A sua maior referência no futebol é o mítico Buffon, internacional italiano, mas Rui Patrício, com quem partilhou o balneário do Sporting, em 2014/15, também lhe merece um lugar especial. "É uma pessoa cinco estrelas, muito humilde e trabalhador. Ajuda quando é preciso e deu-me alguns conselhos ao nível tático", destacou.

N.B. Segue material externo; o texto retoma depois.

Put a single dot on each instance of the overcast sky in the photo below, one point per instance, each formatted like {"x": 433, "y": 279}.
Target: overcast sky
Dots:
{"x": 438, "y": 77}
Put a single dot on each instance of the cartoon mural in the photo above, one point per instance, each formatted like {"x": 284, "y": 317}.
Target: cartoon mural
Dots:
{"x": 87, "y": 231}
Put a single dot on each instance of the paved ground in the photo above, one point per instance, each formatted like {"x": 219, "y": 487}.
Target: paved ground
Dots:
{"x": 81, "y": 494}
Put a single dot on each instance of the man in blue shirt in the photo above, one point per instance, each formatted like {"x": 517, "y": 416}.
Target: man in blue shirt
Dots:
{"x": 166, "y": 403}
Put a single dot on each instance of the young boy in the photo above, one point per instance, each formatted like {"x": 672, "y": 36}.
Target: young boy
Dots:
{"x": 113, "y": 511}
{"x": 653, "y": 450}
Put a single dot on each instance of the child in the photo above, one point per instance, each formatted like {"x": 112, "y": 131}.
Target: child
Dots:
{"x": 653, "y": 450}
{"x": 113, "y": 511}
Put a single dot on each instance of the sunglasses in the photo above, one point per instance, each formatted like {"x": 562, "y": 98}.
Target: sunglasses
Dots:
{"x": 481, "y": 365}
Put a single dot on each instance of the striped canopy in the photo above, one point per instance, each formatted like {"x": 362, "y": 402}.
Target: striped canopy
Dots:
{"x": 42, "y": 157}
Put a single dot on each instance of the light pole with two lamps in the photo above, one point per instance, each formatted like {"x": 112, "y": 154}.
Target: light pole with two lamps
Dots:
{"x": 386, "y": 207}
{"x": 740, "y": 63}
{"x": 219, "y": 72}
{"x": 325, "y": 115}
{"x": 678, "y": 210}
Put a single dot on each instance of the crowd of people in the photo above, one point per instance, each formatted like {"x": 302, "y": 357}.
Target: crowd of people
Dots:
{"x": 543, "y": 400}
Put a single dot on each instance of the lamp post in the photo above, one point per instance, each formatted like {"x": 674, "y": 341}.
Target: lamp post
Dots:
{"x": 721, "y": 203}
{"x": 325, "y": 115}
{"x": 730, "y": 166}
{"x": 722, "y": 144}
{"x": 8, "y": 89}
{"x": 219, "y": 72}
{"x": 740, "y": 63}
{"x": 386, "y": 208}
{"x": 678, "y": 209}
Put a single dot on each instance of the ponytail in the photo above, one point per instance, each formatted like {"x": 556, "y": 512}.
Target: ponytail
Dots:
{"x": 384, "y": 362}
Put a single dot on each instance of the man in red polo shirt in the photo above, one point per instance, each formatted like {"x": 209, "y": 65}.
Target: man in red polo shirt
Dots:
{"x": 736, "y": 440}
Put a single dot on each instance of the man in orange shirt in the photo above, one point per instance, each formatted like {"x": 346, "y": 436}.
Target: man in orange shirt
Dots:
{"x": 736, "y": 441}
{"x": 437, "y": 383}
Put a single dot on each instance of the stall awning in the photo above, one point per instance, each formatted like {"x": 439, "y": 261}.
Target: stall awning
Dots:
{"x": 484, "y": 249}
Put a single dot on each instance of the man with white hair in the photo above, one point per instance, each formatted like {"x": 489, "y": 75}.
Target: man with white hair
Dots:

O Amora é, agora, o seu "foco" e pretende "ajudar o clube a elevar-se ao mais alto nível", remata o guarda-redes.
Mundial sub-20 "foi ponto alto"
O guarda-redes do Amora recordou a experiência de ter disputado o Mundial de sub-20, na Colômbia, em 2011, onde a seleção das quinas perdeu a final frente ao Brasil, por 3-2. "Foi um dos meus pontos altos poder representar o meu país. Acho que qualquer jogador sonha em poder representar a seleção", conta.
Na época a representar os juniores do Sporting, Luís Ribeiro revela que ainda hoje se emociona quando ouve "A Portuguesa". "Hoje em dia, mesmo em casa, quando ouço o Hino Nacional fico todo arrepiado porque há memórias", relembra, acrescentando ter memórias de "quando lá estava" a cantar.